In his report on UK corporate governance in 1992, Sir Adrian Cadbury stressed that corporate governance must not lapse into tokenism. While the pace of reform in Japan has been slow, change is afoot and active ownership leading to institutional engagement and improved voting patterns is beginning to emerge. Japanese shareholders once ‘hard-wired’ into voting with management may no longer be quite so entrenched and are now prepared to act when they note a distinction between firms that are embracing change and those that are not. No director has yet been voted off a board because of the changes we have discussed, but as a consequence of the introduction of the new regulations it is likely that company managements that do not react with sufficient vigour will be punished by shareholders.

The pressure being applied both directly and indirectly to Japanese corporate managements to improve their balance sheet efficiency, corporate governance and shareholder returns is beginning to have the desired effect. Of course, not all cash will be returned to shareholders; managements have businesses to run and with a falling population in Japan, companies are increasingly looking overseas for growth and much of that will come from acquisitions that have to be funded. Nevertheless, there are ample funds available to many companies which, if freed through the measures highlighted in this note, will provide the necessary resources for both corporate actions and improved shareholder returns.

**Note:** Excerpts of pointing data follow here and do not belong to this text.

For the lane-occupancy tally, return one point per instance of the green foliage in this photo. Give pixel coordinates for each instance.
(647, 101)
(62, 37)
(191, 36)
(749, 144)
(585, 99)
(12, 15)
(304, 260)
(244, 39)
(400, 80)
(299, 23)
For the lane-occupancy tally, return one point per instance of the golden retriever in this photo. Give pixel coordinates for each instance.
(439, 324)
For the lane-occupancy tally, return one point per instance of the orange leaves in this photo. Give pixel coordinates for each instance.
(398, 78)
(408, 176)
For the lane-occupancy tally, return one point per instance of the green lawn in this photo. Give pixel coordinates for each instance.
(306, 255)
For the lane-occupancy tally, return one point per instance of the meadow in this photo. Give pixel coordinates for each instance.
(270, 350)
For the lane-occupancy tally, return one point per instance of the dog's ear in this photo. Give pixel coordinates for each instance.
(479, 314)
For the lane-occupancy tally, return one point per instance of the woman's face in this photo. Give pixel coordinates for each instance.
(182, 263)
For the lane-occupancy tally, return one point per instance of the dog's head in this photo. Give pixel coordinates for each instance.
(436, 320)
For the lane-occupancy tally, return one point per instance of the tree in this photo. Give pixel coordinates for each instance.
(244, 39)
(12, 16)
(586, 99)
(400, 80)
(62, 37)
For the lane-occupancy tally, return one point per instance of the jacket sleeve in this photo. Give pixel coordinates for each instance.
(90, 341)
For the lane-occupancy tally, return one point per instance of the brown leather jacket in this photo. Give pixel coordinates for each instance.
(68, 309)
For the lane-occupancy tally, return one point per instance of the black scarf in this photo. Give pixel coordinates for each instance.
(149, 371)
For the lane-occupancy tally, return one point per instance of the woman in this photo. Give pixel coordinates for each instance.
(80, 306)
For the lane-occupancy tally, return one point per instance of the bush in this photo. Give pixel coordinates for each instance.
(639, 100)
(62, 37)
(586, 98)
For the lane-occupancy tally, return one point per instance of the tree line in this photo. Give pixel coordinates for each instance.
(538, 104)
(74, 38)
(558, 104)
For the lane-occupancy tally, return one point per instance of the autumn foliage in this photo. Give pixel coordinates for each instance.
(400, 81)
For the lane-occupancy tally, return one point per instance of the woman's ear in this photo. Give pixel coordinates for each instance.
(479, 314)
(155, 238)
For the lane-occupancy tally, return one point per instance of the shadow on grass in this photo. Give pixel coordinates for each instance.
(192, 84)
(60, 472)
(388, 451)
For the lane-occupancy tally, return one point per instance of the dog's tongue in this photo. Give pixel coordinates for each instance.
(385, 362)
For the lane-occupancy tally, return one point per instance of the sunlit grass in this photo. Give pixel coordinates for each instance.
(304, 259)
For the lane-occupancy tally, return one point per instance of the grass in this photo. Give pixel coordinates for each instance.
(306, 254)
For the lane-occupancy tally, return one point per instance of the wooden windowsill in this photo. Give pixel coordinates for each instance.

Our Japanese stocks are well positioned to benefit from the changes in sentiment. Most have strong balance sheets and positive free cash flow. Attitudes towards shareholder returns remain an issue for more traditional managements, but even those types of companies which arguably include Kyocera and Dai Nippon Printing, both of which we hold and which have significant under-utilised assets, may rethink their position.

We remain positive on the outlook for the Japanese equity market in 2016, particularly as the pace of corporate change becomes more evident.